George Osborne's 'Help To Buy' Scheme Death Knell For UK Property Market

The UK government has made a critical mistake: George Osborne's 'help to buy' scheme is off to a roaring start with money pouring into house-buying, including many first-time buyers... but there's a big problem.

The UK government has made a critical mistake: George Osborne's 'help to buy' scheme is off to a roaring start with money pouring into house-buying, including many first-time buyers... but there's a big problem.

The demand for houses, both domestic and foreign, shows there is demand for a government guaranteed investment program, but why houses? Yes, there is a housing shortage in Britain and yes, many can't afford to 'get on the property ladder,' but the primary reason for this is that wages in Britain have not grown over the past decade -- in large part because of the last housing bubble and crash funded with government-gifted money to speculators leading up to the last crash. Many Britons who can't afford houses also can't afford education, decent (i.e., private) medical services, enough energy to heat their homes and; in a growing number of cases, food.

In other words, most Britons can't afford energy, food, education and transportation because the way the economy is managed is fundamentally flawed. The answer is not to inflate a new housing bubble with a government-guaranteed scheme.

But the British hate these facts, because of the psychological hold houses have on their psyche. Houses are to the British economy what cheese and wine are to the French economy: A protected, government-sponsored racket that distorts and cripples the economy as a whole but makes people feel good while the ship's going down.

Britain's housing bubble popped along with the outrageous 120 percent mortgage schemes of banks like Bradford & Bingley and Northern Rock, and yet house prices in Britain, down approximately 40 percent in some locations, have not fallen enough to reflect the excesses (read: criminality) in the banking system that led up to the 2008 crash. The only way to rebalance supply and demand in the housing market is to let prices find their own point of equilibrium where demand catches up to supply. Government interference never works, and it won't work this time.

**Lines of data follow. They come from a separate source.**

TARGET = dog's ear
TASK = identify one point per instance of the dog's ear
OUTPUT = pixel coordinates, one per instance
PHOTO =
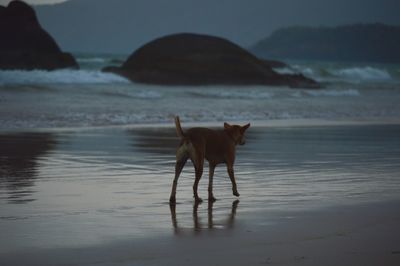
(245, 127)
(227, 126)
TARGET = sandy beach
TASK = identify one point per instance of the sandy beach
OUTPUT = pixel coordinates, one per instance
(310, 195)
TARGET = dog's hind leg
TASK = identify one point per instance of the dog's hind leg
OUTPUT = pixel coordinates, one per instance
(198, 162)
(232, 177)
(210, 183)
(181, 158)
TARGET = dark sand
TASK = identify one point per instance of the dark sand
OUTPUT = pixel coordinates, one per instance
(309, 196)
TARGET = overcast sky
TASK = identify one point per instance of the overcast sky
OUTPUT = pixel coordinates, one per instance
(34, 2)
(124, 25)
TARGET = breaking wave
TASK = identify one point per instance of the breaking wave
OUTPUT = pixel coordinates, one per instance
(64, 76)
(363, 73)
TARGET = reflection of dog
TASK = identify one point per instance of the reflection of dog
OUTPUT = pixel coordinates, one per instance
(214, 146)
(197, 225)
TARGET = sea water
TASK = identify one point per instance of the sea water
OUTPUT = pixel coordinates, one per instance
(89, 97)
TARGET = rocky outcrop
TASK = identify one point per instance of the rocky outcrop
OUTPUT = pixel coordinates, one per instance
(192, 59)
(25, 45)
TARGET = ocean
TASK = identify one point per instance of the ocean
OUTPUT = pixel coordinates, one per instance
(88, 97)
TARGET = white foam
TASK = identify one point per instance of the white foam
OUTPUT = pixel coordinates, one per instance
(362, 73)
(333, 92)
(91, 60)
(64, 76)
(234, 94)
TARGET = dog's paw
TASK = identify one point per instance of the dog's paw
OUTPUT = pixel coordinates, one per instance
(211, 199)
(198, 199)
(172, 200)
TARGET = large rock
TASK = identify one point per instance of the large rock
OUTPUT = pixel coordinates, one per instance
(192, 59)
(25, 45)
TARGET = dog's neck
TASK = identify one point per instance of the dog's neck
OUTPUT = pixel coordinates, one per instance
(229, 134)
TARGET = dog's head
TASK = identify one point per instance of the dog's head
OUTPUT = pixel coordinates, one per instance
(236, 132)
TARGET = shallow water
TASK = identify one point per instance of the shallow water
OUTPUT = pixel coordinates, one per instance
(74, 188)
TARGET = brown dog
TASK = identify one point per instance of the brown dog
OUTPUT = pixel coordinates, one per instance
(214, 146)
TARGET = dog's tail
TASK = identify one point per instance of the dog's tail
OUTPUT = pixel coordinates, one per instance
(179, 130)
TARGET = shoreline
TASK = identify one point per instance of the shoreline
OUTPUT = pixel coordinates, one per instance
(278, 123)
(362, 234)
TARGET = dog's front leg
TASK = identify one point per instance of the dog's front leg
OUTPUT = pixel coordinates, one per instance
(232, 177)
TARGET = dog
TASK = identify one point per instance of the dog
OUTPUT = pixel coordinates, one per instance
(216, 146)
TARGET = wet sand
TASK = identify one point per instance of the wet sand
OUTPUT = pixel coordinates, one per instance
(309, 195)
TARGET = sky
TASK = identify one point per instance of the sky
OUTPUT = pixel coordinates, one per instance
(124, 25)
(34, 2)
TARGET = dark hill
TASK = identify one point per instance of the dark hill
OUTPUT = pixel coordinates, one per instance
(356, 43)
(24, 44)
(192, 59)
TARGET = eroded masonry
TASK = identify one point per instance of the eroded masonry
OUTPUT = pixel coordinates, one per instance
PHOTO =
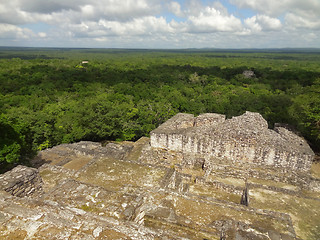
(244, 139)
(202, 177)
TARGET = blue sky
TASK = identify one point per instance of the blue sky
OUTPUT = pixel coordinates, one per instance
(160, 24)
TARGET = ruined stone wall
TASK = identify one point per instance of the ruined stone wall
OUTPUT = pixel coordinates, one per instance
(244, 138)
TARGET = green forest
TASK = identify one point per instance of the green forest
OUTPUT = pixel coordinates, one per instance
(54, 96)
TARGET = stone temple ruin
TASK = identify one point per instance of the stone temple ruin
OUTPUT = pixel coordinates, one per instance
(245, 139)
(202, 177)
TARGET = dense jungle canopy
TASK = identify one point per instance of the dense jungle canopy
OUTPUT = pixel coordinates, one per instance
(49, 96)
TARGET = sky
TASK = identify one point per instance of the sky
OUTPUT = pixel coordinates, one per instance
(162, 24)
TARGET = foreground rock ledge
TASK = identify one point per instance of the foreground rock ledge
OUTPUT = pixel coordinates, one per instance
(244, 139)
(139, 190)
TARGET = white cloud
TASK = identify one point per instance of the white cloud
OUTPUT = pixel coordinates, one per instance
(147, 23)
(263, 23)
(297, 13)
(296, 21)
(175, 8)
(10, 31)
(212, 20)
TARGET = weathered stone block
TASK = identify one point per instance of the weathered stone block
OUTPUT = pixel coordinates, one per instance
(245, 138)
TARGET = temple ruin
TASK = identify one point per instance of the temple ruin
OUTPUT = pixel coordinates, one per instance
(196, 178)
(244, 139)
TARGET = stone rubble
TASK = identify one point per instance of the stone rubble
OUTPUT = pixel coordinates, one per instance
(142, 191)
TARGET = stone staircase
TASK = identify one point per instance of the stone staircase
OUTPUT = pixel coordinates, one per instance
(115, 192)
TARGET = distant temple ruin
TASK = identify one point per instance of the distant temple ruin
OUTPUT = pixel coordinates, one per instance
(243, 139)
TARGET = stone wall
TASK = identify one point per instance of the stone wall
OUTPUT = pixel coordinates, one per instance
(21, 181)
(245, 138)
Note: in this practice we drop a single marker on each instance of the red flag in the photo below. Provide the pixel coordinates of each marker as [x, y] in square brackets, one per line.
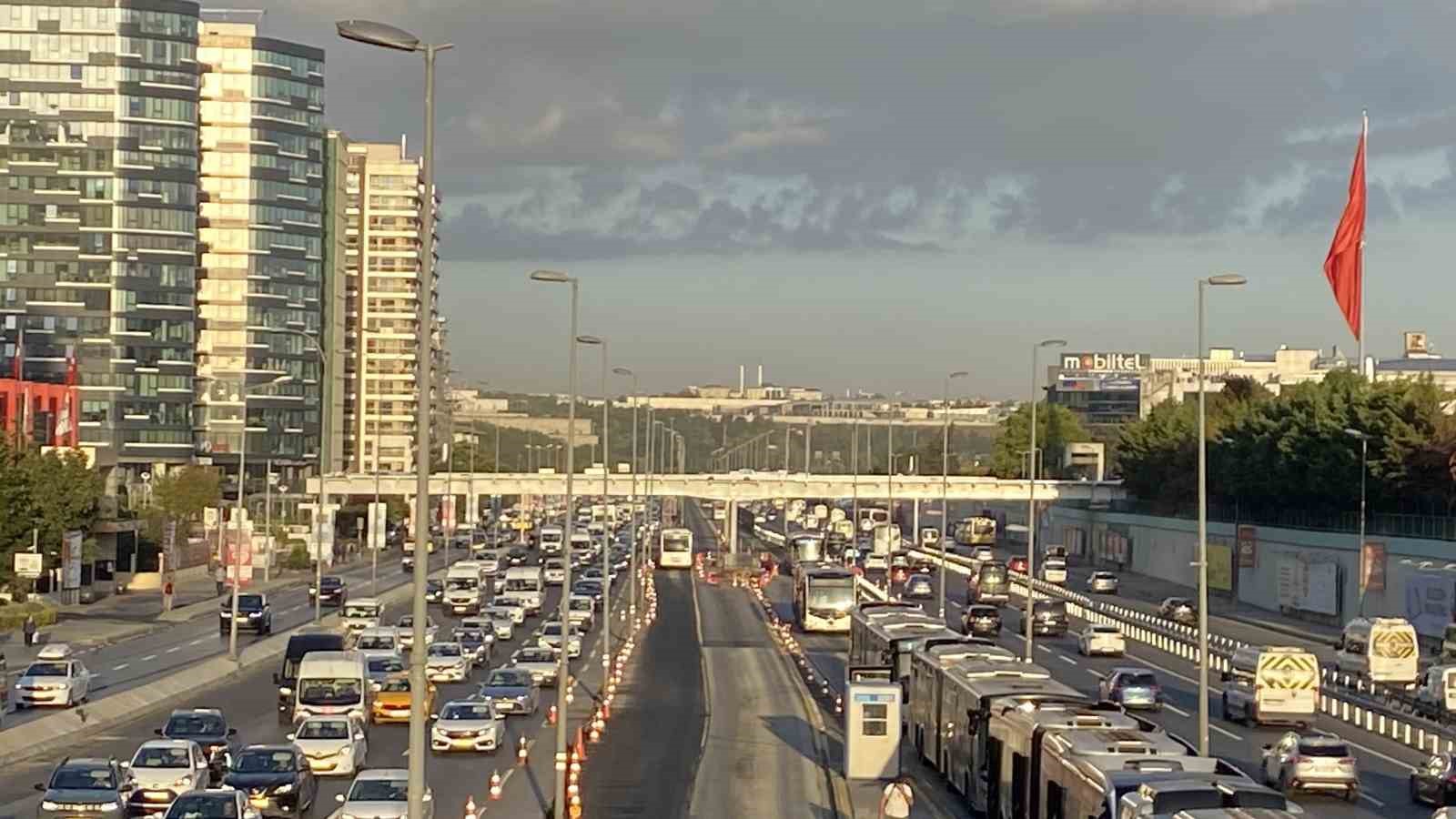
[1343, 263]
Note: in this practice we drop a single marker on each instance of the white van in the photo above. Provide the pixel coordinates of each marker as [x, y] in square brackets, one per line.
[528, 586]
[1271, 685]
[332, 682]
[1380, 649]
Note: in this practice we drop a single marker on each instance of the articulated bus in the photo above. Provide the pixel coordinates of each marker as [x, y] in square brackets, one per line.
[823, 599]
[676, 550]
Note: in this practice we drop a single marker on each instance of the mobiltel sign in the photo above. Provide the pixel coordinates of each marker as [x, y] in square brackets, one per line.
[1107, 361]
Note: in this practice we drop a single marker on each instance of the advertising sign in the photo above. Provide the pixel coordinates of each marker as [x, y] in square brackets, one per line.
[1249, 547]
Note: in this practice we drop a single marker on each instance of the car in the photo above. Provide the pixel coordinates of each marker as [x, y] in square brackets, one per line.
[919, 588]
[1310, 763]
[277, 778]
[206, 726]
[448, 662]
[477, 643]
[580, 610]
[382, 793]
[543, 663]
[211, 804]
[56, 678]
[383, 666]
[466, 724]
[335, 591]
[162, 770]
[980, 620]
[1101, 639]
[85, 787]
[1178, 610]
[335, 745]
[1434, 780]
[1132, 688]
[254, 614]
[511, 691]
[392, 700]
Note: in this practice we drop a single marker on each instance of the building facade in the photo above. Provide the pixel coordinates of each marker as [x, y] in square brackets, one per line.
[98, 223]
[261, 278]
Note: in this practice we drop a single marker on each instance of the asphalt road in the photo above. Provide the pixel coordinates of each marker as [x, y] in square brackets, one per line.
[249, 702]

If anything, this is an opportunity missed. This was Britain's moment to mobilize government resources to diversify away from house speculation and steer the economy into new areas that would create new, dynamic, high paying jobs. But instead of using the government's ability to guarantee investment in, let's say, jump-starting high-tech infrastructure that would support a US-style technology boomlet, the government - presumably being coerced by the very same lobbying forces that got them into trouble in the first place - has succumbed to giving the very same speculating, non-job-creating, economically destructive group of corrupt, market-rigging banksters another huge taxpayer-funded gift.

Instead of high-reward jobs that would add genuine, sustainable GDP growth to Britain, what the Chancellor has delivered is a ticking time bomb. Based on recent trends in housing and the interest rate sensitive bond market, I feel it's reasonable to predict that within 36 months Britain's housing market will crash again - even more spectacularly than it did in 2008.

Osborne must know this in his bones, so the question is why would he proceed with such a reckless program. The answer is, look at various global gatherings of the top bankers and speculators in the world: Davos, Bilderberg, the IMF, World Bank, G20, etc. and you see a pattern. Osborne is simply gifting these racketeers another huge taxpayer-funded gift as a way to set himself up in his role post-no. 11 Downing St., where he can join that other British war profiteer and international man of deceit Tony Blair in ransacking the world for personal gain.

For buyers of homes in Britain, if you want to get an advance peek at your fate gaze across the channel to Ireland, where 'first-time home buyers' circa 2006 are still crushed under the weight of 'negative equity' (the mortgage is greater than the value of the house). This is what awaits thousands of happy 'help to buy' recipients of George Osborne's gift to speculators who, by the way, when you are fighting to stave off bankruptcy and ruin in three years time will be happily lecturing for £100,000 a pop at various global confabs on the topic of how best to bilk the public out of billions to feather one's own nest like the horrendous and dangerous 'help to buy' scheme.